Creator optimization – Courtesy of linkedin blog

To solve this challenge of the linked team called “concentration of like” problem, they added a new algorithm element to quantify how much a user (when he posts an update) will appreciate getting feedback from a given viewer on his update. This means how much difference will it affect Bill Gates if I liked his LinkedIn update, versus how much would that affect a colleague or friend of mine? Apparently makes lots of difference to the later. Two interesting metrics used here are “total feedback received” per user to calculate the number of likes and comments he/she received on the all posts.

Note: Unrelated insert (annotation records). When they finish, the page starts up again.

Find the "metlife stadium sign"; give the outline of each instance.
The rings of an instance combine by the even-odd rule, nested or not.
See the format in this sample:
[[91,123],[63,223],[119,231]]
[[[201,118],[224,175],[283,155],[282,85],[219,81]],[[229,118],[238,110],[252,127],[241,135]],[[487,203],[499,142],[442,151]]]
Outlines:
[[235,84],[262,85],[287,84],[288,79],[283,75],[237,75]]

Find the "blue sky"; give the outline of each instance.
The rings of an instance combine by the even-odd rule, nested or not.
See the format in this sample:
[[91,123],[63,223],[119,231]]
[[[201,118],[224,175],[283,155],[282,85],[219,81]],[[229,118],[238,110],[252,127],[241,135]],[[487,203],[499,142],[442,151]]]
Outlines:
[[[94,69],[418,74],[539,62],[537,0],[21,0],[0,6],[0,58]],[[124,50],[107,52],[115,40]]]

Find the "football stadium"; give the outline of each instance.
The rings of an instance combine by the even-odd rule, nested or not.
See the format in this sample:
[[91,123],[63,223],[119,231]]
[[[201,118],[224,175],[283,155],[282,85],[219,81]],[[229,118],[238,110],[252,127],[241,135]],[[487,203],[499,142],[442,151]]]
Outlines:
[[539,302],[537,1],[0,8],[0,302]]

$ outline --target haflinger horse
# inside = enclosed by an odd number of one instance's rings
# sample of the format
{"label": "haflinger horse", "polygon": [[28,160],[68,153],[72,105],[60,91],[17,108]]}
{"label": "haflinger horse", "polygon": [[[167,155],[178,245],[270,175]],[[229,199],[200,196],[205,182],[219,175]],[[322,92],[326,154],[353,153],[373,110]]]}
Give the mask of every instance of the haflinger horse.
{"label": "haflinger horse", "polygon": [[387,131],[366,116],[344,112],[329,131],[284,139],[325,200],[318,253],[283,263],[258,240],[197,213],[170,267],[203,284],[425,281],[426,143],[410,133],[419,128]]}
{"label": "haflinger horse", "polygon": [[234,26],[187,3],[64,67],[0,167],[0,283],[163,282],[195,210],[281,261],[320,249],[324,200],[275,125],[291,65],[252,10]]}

Another interesting metric is “first likes given” which qualities how many times a user (feed viewer) likes a post that has no any likes yet. Based on this new suite of metrics LinkedIn confirms that the engagement around content is starting to be fairly distributed now. By numbers what happen so far is that 8% of all feedback was taken from the top 0.1% creators (Richard Branson, Bill Gates, etc) and redistributed to the bottom 98% and this lead to 5% increase in creators returning to post again interestingly.

“Creator love” metrics describe how the creator feels about the viewer’s actions. Courtesy of linkedin blog

 

Conclusion

This means that LinkedIn algorithm now wants to generate more engagement over your posts, which means that your personal brand would get much more exposure than before! With a well-defined strategy and consistent presence with high-quality content over LinkedIn, you got now more chances of new business potential.